Legal proceedings to which the State is party take place on various levels. The Attorney-General and his representatives, the State Attorney, and local prosecutors represent the State in criminal and civil proceedings, as well as in appeals to the High Court of Justice. The Attorney-General is assisted by three main categories of jurists: those involved in advice, research, and legal guidance; state attorneys who prosecute cases and represent the State in the courts; and those who draft legislation.
The Attorney-General has expanded his activities in the fields of the quality of life and consumer protection, and of advice and assistance to the local authorities. In the latter realm, his office handles many requests dealing with planning and construction laws, licensing of businesses, and restrictive contractual provisions.
The Attorney-General is the respondent in the Standard Contracts Tribunal to suppliers' applications for approval of their contract forms. He applies to the same tribunal to nullify unfair and prejudicial clauses in standard contracts.
The Attorney-General has become the permanent address in cases of disagreements between different branches of the government or between administrative agencies. His rulings and decisions are accepted by all parties.
The Attorney-General also deals with complaints from the general public, thus helping to broaden the rule of law and correct administration.
The Legal Advice Department renders legal opinions to the Government, Prime Minister, government ministries, and public and government corporations. Most of the Department's activities are carried out in response to requests by the Government, ministries, and various government institutions. However, the Department also approaches various government bodies on its own initiative in order to maintain and strengthen the rule of law. The Department deals with civil petitions for assistance from the Justice Ministry and intervenes in cases where it believes that an unlawful action has been perpetrated. The Department also handles numerous requests for legal opinions on the actions and operations of government ministries.
The Department provides assistance and guidance to the legal advisors of government ministries and other public bodies, and issues opinions in cases of variant interpretations of legal situations between ministries, or between ministries and government corporations.
The Department is laying the legal foundations for legislation about communications and white-collar crime, and issues legal advice about the application of existing legislation in these fields. The Department also carries out research with the goal of paying more fundamental judicial attention to matters and planning of Ministry policy. In addition, the Department is preparing the initial foundations for future legislation in various areas.
The State Attorney's Office represents the State and its agencies in all criminal, civil, and administrative matters in all judicial instances. State attorneys also represent the State before various tribunals and committees, including labor courts, Civil Service disciplinary courts, the Bar Association disciplinary court, and the Arbitration Institute. In addition to the aforementioned duties, State Attorneys also serve on legislative and legal advisory committees.
The powers of the State Attorney's Office and its role in criminal cases are laid down by the Code of Criminal Procedure (Consolidated Text) 5741-1982. The State Attorney's Office is headed by the State Attorney. It comprises a central bureau and eight regional offices: Jerusalem District, Southern District, Tel Aviv District (Criminal), Tel Aviv District (Civil), Central District, Haifa District, Northern District, and the Tax and Fiscal Offenses District. A District Attorney has the authority to initiate proceedings against any person against whom there is sufficient evidence to warrant prosecution, unless it is his belief that there is no public interest in so doing.
The State Attorney's Office also represents the State in all civil disputes to which the State is a party. The Civil Matters Section of the State Attorney's Office also defends the public interest in cases of adoption and guardianship.
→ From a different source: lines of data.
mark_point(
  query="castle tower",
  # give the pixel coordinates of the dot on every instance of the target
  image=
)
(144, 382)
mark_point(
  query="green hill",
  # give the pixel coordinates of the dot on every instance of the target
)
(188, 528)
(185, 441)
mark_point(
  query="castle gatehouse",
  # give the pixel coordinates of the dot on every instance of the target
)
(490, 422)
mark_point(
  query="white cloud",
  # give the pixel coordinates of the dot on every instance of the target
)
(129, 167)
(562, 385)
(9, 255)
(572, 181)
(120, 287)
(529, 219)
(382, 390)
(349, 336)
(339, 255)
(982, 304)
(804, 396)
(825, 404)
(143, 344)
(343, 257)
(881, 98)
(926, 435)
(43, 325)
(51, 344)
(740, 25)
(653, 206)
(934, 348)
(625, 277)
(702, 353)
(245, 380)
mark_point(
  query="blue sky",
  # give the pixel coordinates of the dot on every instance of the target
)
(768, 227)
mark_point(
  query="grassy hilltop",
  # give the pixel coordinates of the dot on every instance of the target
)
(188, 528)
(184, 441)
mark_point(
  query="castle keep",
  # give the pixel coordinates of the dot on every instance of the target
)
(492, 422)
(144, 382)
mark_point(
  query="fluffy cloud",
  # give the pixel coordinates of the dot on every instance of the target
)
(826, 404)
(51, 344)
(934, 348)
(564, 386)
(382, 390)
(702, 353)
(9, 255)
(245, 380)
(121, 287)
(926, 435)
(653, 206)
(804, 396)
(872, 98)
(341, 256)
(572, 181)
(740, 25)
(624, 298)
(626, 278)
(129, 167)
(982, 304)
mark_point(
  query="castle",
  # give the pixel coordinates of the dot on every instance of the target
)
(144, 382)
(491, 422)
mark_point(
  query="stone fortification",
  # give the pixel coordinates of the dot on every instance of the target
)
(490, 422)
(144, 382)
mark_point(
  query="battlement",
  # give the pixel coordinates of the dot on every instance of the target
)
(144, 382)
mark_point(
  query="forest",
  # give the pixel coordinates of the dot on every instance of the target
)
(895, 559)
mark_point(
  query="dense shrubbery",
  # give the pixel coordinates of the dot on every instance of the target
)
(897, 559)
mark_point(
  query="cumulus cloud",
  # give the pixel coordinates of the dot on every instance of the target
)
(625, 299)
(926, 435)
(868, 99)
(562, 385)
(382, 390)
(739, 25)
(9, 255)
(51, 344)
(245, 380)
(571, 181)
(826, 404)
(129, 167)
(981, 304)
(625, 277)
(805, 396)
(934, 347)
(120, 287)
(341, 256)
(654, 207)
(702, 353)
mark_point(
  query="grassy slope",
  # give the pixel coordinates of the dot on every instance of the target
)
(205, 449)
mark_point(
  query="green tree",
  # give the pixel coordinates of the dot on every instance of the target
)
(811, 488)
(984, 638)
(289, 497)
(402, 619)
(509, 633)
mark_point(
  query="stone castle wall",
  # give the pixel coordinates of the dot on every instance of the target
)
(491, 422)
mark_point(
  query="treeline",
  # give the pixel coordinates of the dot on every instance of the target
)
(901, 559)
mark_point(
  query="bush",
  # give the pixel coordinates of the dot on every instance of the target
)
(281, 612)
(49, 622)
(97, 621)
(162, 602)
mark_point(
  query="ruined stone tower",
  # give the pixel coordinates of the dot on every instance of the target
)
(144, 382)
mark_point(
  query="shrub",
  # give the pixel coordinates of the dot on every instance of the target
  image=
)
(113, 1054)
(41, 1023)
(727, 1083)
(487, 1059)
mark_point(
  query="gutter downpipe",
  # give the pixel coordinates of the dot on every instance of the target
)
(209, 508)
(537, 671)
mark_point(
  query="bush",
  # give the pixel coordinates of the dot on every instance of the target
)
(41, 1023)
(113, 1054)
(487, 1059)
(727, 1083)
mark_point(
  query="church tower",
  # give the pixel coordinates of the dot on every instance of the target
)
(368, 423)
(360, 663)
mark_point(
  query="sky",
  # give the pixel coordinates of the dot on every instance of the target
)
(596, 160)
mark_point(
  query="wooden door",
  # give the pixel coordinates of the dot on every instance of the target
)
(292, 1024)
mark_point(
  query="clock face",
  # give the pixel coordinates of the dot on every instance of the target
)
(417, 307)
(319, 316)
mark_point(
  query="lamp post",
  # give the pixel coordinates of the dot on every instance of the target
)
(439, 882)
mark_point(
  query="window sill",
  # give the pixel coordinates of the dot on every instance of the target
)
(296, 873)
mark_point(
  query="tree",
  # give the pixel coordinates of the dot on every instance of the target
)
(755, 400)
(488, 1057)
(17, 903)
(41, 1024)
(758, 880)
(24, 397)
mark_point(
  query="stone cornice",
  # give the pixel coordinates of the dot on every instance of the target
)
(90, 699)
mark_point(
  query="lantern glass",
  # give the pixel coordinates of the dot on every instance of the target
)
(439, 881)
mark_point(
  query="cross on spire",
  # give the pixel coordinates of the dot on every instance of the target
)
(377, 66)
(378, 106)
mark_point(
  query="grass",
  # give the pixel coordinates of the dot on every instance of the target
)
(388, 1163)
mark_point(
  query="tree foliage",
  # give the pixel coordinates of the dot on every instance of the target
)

The activities of the Legislation Department in clude the following:
Secondary Legislation: The official with responsibility for secondary legislation examines the lawfulness of secondary legislation proposed or submitted for publication, with regard to the powers vested in the promulgating agency or authority by enabling statutes, and assists in the preparation and wording of regulations, orders, administrative provisions, announcements, appointments, and local by-laws. The head of this Service also provides advice and guidance to ministries, government agencies, and others on the preparation of such material, and sees to the publication of material to be published in Reshumot (the official government gazette), Qovetz ha-taqanot (collection of regulations), including tax regulations and local by-laws, and Yalqut ha-pirsumim (the official announcements and advertisements gazette).
Land Registration and Land Settlement Department
The Department concentrates on the following areas:
Administration of Land Registration Records
Land is recorded in three types of registers: deed registers, title registers, and condominium registers.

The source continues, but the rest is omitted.